2011 ATPS Annual Conference

For research to have the impact of guaranteeing development gains in Africa, research results must inform and shape policies and programmes, and be adopted into practice. Developments at various levels are hinged on the generation and implementation of appropriate policies, the building of requisite human capabilities, adequate technological infrastructure, as well as enterprise capital base to bolster the various development initiatives.

While the linkage between policy and national development is often moderated by other factors, it cannot be denied that the absence of a strong and appropriate policy framework, that incorporates solid theoretical and empirical research and the points of view of multiple stakeholders, may spell disaster for any national development agenda. Fortunately, African leaders have seen the wisdom on the need to empower policy creators, even though this effort is in its early stages, in virtually all the domains linked to national development, particularly in science and technology, economic transformation, food security and health – key factors in any positive national growth agenda.

In spite of sporadic progress in some African countries, the use of policy heavily informed by research evidence in critical domains in policymaking still leaves much to be desired. Africa’s policy agenda has not fully exploited the expertise of African professionals, leaving the African policy landscape much too influenced by the agendas of external development agencies, consultants, and bilateral development partners. This has raised the question of whether Africa’s priorities are truly at the heart of its development agenda. There exists a high propensity for African governments to readily overlook local research capacity in favour of expatriate researchers and ad hoc consultancies.

It has therefore become imperative to review the linkages between research, policy and practice with a view to identifying strategies for strengthening the uptake of development research into policy and practice in Africa. It is important to note that sustainable policy research and implementation linkages in Africa will require the development of a strategic vision and a proactive approach that contextualizes the research agenda and its consequent activities. It requires a proper understanding of research communication and knowledge translation so as to facilitate the use of research evidence to influence policies and effect change in practice. This can be achieved through sustained systematic interactions and capacity building amongst key stakeholders including researchers, policymakers, and the practitioners. This forms the focus of the proposed international conference.
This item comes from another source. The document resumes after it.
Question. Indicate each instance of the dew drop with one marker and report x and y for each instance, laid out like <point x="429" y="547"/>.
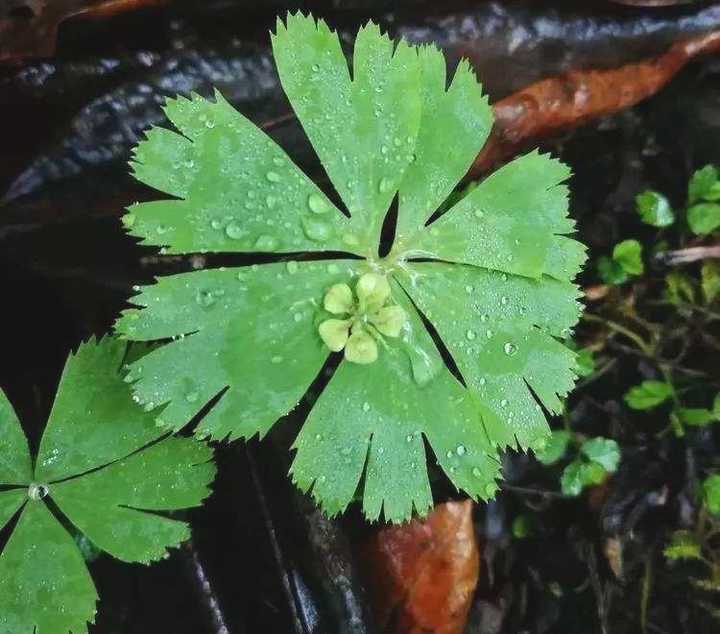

The proposed conference aims to strengthen the gains from an initial consultative workshop on strengthening linkages between policy research and policymaking for African development held in Mombasa, Kenya in February 2011 and organized by the African Technology Studies Network (ATPS), in partnership with the African Population and Health Research Center (APHRC), Food, Agriculture and Natural Resources Policy Analysis Network (FANRPRAN) and African Centre for Economic Transformation (ACET). During the consultative workshop, stakeholders recognized the importance of appropriate policies derived from research evidence in fostering national priorities for African development. Stakeholders were cognizant of the gap between policy research and policymaking in Africa and its negative influence on national developments. They recalled the commitments of African leaders to the African Union (AU) and the New Partnership for African Development (NEPAD) flagship programmes including; agriculture and food security; climate change and natural resource management; regional integration and infrastructure; human development; economic and cooperate governance; gender and capacity building; and their pledge to allocate 10% of national budgets to agriculture, and 1% of GDP for research and development (R&D) in support of the above programmes.

The outcomes from this workshop has further guided the consultative group on the way forward for engaging a wider stakeholder group for making better impacts on strategies for strengthening linkages between research, policy and practice for African development.